Le fiasco sahélien des renseignements français

Un rapport parlementaire révèle à quel point la France a été prise au dépourvu concernant les tenants et les aboutissants de son isolement progressif au Sahel ces dernières années.

Face à la vague récente de coups d’État intervenus en Afrique, du Mali au Burkina Faso en passant par le Niger, les services secrets français se sont montrés incapables de détecter les signaux avant-coureurs. Tel est le verdict froid et sans concession d’une analyse de la situation par le haut-commandement du renseignement tricolore.

Celui-ci a en effet dressé, dans un nouveau rapport estampillé confidentiel et consulté par l’hebdomadaire Le Point, l’état des lieux de l’espionnage à la française sur le continent ces dernières années.

Il ressort de ce document d’une centaine de pages, produit par la délégation parlementaire au renseignement, que la DGSE (Direction générale de la sécurité extérieure) et la DRM (Direction du renseignement militaire) n’ont pas su anticiper les bouleversements intervenus dans la région sahélienne.

Un constat d’échec d’autant plus préoccupant que Paris en sort affaibli, perdant notamment de son influence dans ce qui était autrefois considéré comme le « pré-carré » de l’ancien colonisateur au profit de puissances telles que la Russie, la Chine ou la Turquie.

Des échecs révélateurs

« Le capitaine Traoré, on ne l’a pas détecté », avoue ainsi selon Le Point, le responsable d’un des services de renseignement aux parlementaires, en référence au putsch dans le putsch intervenu en septembre 2022 sous la houlette du capitaine Ibrahim Traoré.

Ce dernier a en effet renversé le lieutenant-colonel Paul-Henri Sandaogo Damiba, le bourreau du président démocratiquement élu Roch Marc Christian Kaboré, huit mois plutôt.

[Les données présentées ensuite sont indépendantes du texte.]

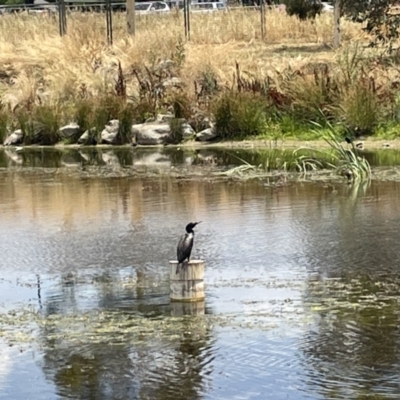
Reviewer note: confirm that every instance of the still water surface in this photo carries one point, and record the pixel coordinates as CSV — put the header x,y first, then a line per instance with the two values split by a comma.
x,y
302,288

Ce fut presque le même scénario quelques mois auparavant au Mali, lorsque le 24 mai 2021, le colonel Assimi Goïta déploie les armes contre le président de transition Bah N’Daw.

D’après les auteurs du rapport, malgré les informations concordantes à disposition de la DGSE en amont sur les intentions putschistes, celles-ci n’ont pas pu être exploitées efficacement.

Last but not least, les services français n’ont rien vu venir lorsque le général Abdourahamane Tiani, commandant de la garde présidentielle, a déposé en juillet 2023 au Niger, le président Mohamed Bazoum, lequel est d’ailleurs toujours détenu par les putschistes.

Des facteurs structurels et conjoncturels

Ces défaillances successives découlent de plusieurs facteurs structurels et conjoncturels. Le document parlementaire révèle un échec du renseignement humain, particulièrement au niveau des échelons intermédiaires et subalternes des « forces armées partenaires ».

La « spontanéité » de certains événements, comme au Niger où les putschistes eux-mêmes n’avaient apparemment pas planifié leur coup d’État, a également compliqué la détection préalable.

Par ailleurs, le retrait progressif des forces françaises de la région a considérablement réduit les capacités de collecte de renseignements sur le terrain, créant des angles morts informationnels.

Enfin, le dilemme éthique et diplomatique face à d’éventuelles informations sur des coups d’État imminents – intervenir ou respecter la souveraineté des États concernés – a parfois paralysé la chaîne décisionnelle française, même lorsque des signaux faibles étaient détectés.